“Probably,” grinned Carl, “with a surf washing twenty feet up on the rocks! Why,” he continued, “there wouldn’t be enough of us left in a minute to wad a gun.”

“The Louise will make it all right!” Jimmie insisted. “I’ve pulled her into the air in less than two hundred feet!”

“The Bertha can make anything the Louise can,” Ben answered rather impatiently. “I’ll go first with Kit and see what the prospects are,” he continued. “If I’m not killed, you can follow.”

Kit shivered as he stepped into the seat.
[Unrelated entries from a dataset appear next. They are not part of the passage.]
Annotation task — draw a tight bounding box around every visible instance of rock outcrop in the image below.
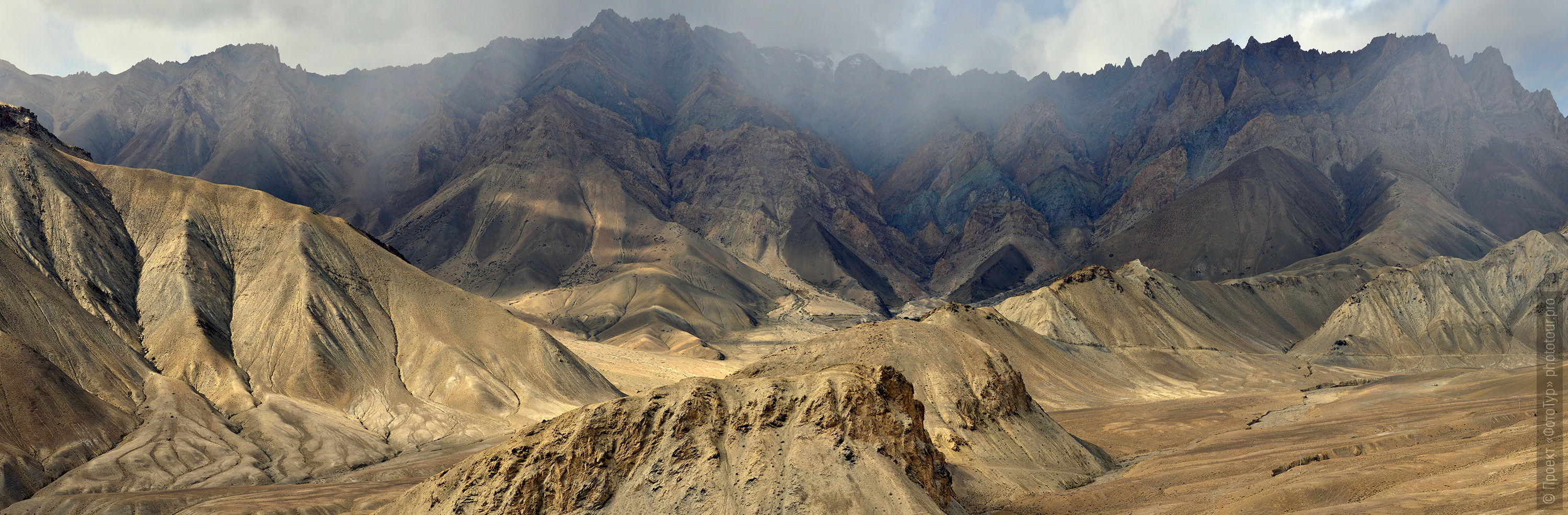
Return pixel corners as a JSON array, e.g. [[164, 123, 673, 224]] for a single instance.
[[376, 366, 963, 515], [0, 105, 619, 504], [731, 317, 1109, 512]]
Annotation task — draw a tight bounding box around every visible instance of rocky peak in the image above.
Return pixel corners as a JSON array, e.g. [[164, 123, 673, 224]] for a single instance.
[[204, 42, 282, 66], [0, 102, 93, 160]]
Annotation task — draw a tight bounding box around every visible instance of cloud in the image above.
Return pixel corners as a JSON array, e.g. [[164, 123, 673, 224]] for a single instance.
[[0, 0, 1568, 113]]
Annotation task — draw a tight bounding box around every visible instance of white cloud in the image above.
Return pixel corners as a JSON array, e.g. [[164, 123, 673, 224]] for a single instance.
[[0, 0, 1568, 113]]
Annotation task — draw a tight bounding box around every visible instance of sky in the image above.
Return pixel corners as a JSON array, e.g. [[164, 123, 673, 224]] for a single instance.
[[0, 0, 1568, 110]]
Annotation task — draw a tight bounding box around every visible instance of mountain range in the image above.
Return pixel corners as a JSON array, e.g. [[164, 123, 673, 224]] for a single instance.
[[0, 11, 1568, 515], [0, 11, 1568, 357]]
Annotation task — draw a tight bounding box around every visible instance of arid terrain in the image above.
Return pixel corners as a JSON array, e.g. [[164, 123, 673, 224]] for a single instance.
[[0, 9, 1568, 515]]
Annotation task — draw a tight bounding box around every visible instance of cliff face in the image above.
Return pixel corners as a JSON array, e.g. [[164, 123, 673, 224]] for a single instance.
[[731, 315, 1109, 512], [0, 105, 619, 504], [378, 366, 963, 515], [0, 11, 1568, 336]]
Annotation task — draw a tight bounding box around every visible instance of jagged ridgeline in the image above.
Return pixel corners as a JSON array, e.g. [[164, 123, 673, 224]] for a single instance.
[[0, 11, 1568, 515], [0, 11, 1568, 358]]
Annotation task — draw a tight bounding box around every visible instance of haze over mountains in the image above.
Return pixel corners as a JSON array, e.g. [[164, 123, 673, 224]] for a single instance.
[[0, 11, 1568, 515], [0, 11, 1568, 357]]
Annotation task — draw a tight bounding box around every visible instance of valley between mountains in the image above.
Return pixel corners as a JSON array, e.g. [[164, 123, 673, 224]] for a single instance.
[[0, 11, 1568, 515]]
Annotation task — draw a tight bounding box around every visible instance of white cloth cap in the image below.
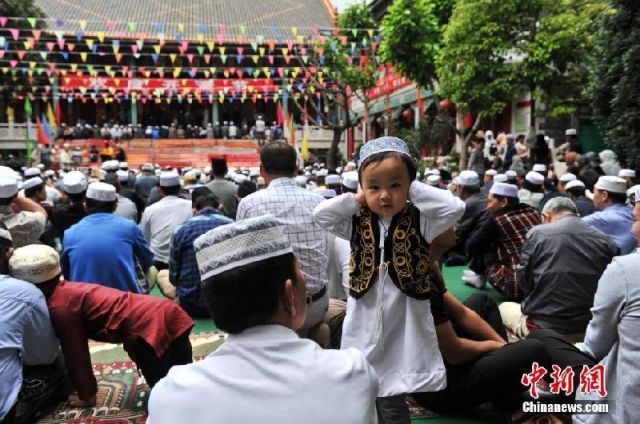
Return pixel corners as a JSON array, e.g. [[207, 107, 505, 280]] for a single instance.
[[0, 174, 18, 199], [324, 174, 342, 185], [493, 174, 509, 183], [559, 172, 578, 183], [594, 175, 627, 194], [564, 179, 586, 190], [618, 169, 636, 178], [342, 171, 358, 190], [193, 215, 293, 281], [458, 169, 480, 186], [524, 171, 544, 185], [160, 171, 180, 187], [62, 171, 87, 194], [9, 244, 62, 284], [116, 169, 129, 181], [24, 168, 40, 178], [489, 183, 518, 197], [22, 177, 43, 190], [87, 182, 118, 202]]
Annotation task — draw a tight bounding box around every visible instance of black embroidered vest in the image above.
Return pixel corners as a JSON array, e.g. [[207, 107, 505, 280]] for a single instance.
[[349, 203, 430, 300]]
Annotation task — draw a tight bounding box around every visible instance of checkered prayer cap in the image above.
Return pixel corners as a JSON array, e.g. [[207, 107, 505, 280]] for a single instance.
[[193, 215, 293, 281], [359, 137, 413, 165]]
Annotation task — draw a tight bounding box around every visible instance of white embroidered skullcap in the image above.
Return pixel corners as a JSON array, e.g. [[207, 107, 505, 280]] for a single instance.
[[564, 179, 586, 190], [559, 172, 578, 183], [458, 169, 480, 186], [324, 174, 342, 185], [489, 183, 518, 198], [116, 169, 129, 181], [62, 171, 87, 194], [493, 174, 509, 183], [9, 244, 62, 284], [359, 136, 413, 164], [160, 171, 180, 187], [24, 168, 40, 178], [193, 215, 293, 281], [22, 177, 43, 190], [342, 171, 358, 190], [0, 174, 18, 199], [293, 175, 308, 188], [524, 171, 544, 185], [594, 175, 627, 194], [87, 182, 118, 202], [618, 169, 636, 178]]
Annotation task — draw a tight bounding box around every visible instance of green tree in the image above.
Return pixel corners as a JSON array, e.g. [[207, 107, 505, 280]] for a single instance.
[[593, 0, 640, 169], [292, 4, 378, 169]]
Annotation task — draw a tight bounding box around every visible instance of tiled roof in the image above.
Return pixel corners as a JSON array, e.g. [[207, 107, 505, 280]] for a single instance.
[[35, 0, 333, 40]]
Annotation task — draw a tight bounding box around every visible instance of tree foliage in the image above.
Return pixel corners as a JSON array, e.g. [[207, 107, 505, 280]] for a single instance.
[[593, 0, 640, 169], [437, 0, 610, 116]]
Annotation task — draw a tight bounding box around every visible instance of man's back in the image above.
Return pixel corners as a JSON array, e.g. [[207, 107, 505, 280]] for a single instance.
[[518, 216, 618, 334], [149, 325, 378, 424]]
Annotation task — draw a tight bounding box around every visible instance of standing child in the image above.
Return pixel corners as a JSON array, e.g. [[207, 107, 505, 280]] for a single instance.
[[314, 137, 464, 423]]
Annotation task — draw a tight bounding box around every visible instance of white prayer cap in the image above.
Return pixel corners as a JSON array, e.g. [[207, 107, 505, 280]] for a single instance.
[[116, 169, 129, 181], [87, 182, 118, 202], [531, 163, 547, 172], [594, 175, 627, 194], [24, 168, 40, 178], [564, 179, 586, 190], [22, 177, 43, 190], [427, 175, 440, 186], [102, 160, 120, 171], [342, 171, 358, 190], [293, 175, 307, 188], [160, 171, 180, 187], [0, 174, 18, 199], [193, 215, 293, 281], [62, 171, 87, 194], [559, 172, 578, 183], [618, 169, 636, 178], [524, 171, 544, 185], [458, 169, 480, 186], [493, 174, 509, 183], [489, 183, 518, 198], [324, 174, 342, 185], [9, 244, 62, 284]]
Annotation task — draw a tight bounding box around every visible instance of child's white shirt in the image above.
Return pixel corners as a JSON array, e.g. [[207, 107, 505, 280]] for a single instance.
[[313, 181, 465, 397]]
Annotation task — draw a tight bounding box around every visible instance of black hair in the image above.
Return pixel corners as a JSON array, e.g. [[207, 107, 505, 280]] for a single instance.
[[238, 180, 258, 199], [24, 183, 44, 198], [260, 141, 298, 177], [211, 158, 229, 177], [201, 253, 298, 334], [84, 198, 118, 215], [191, 193, 220, 211], [358, 152, 417, 181]]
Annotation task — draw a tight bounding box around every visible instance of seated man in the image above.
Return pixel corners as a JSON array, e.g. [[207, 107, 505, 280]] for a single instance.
[[463, 183, 540, 300], [149, 216, 378, 424], [168, 187, 233, 318], [500, 197, 618, 341], [0, 223, 68, 423], [9, 245, 193, 406], [584, 176, 636, 255]]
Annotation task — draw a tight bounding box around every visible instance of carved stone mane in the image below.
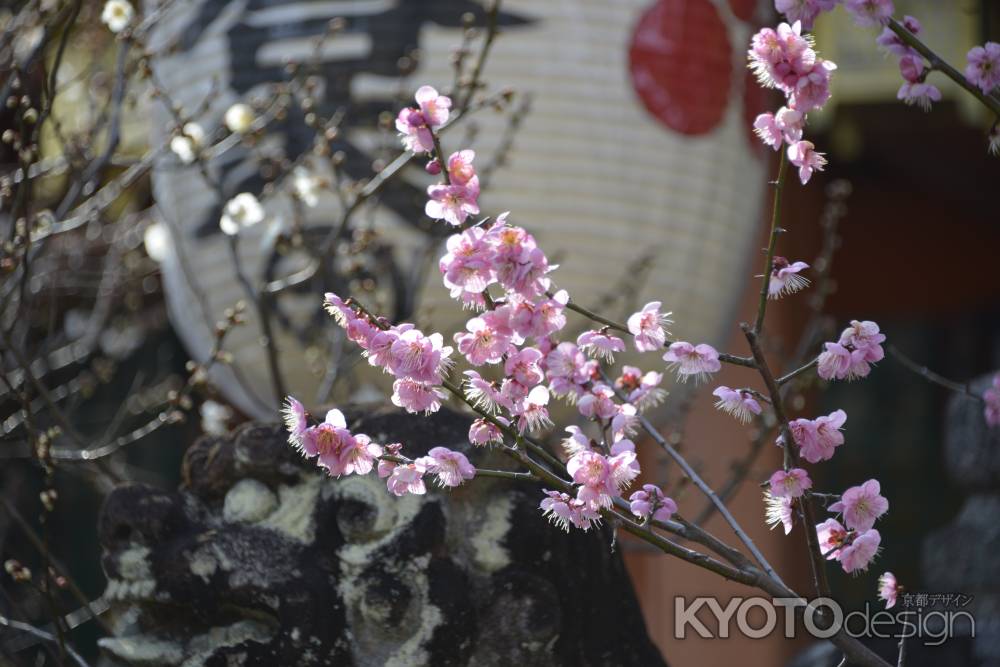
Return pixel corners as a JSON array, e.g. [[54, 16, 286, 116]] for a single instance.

“I wish right now,” he grumbled, “that I was asleep in Robinson’s barn.”

“Steady now, hold her right!” Jimmie called out, as Ben pressed the starter and the wheels under the aeroplane began to revolve. “Hold her tight and steady, and push on the bottom of the seat when you get over the ocean. If you drop, whistle!”

“Cut it out, you little idiot!” stormed Carl. “That’s no fool of a trick Ben’s trying to do! The air massed before and under the machine as it moves along over the ground will push over the precipice, and then the aeroplane will shoot downward, no matter if the wheels do leave the surface before she comes to the edge.”

“That will be all right, if she comes up again!” Jimmie grinned.

“Perhaps you wouldn’t feel so merry over the proposition if you were going in the first machine,” Carl said, impatiently.

“Huh!” grunted Jimmie with an exasperating smile, “we’ve got to go over the precipice, too, haven’t we?”